Effects of postnatal hydrocortisone on cytokine profile in extremely preterm infants

BACKGROUND: Systemic hydrocortisone administration has been widely used in preterm infants who are at risk of bronchopulmonary dysplasia (BPD). However, the effects of hydrocortisone on cytokine profiles have not been examined. We aimed to investigate the effects of postnatal hydrocortisone treatment on serum cytokine levels in extremely preterm infants.

METHODS: This is a retrospective study of 29 extremely preterm infants born at <28 weeks of gestational age. We obtained serum from blood samples collected during an early phase (5-20 days) and a late phase (28-60 days) after birth. We measured the levels of proinflammatory cytokines (tumor necrosis factors α and β, interleukin (IL)-1β, and IL-6), T-helper (Th) 1 cytokines (interferon-γ, IL-2, and IL-12p70), Th2 cytokines (IL-4, IL-5, and IL-10), Th17 cytokine IL-17A, and chemokine IL-8. The cytokine levels between the early and late phases were compared between infants who received postnatal hydrocortisone and those who did not.

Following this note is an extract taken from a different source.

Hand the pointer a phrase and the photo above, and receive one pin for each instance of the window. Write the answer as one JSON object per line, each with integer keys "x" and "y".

RESULTS: Thirteen infants (45%) received systemic hydrocortisone treatment at a median age of 15 days (IQR: 10.0-21.5) after birth due to respiratory deterioration. The percentage of BPD was higher in the steroid group than in the non-steroid group (P = 0.008). The ratio of IL-6 for the late-to-early phase was significantly lower in the steroid group than in the non-steroid group (P = 0.04). The concentration of the other cytokines remained unchanged between the phases.

CONCLUSIONS: Although the postnatal hydrocortisone treatment provided for respiratory deterioration did not prevent the BPD development, hydrocortisone treatment might suppress IL-6 overproduction in extremely preterm infants.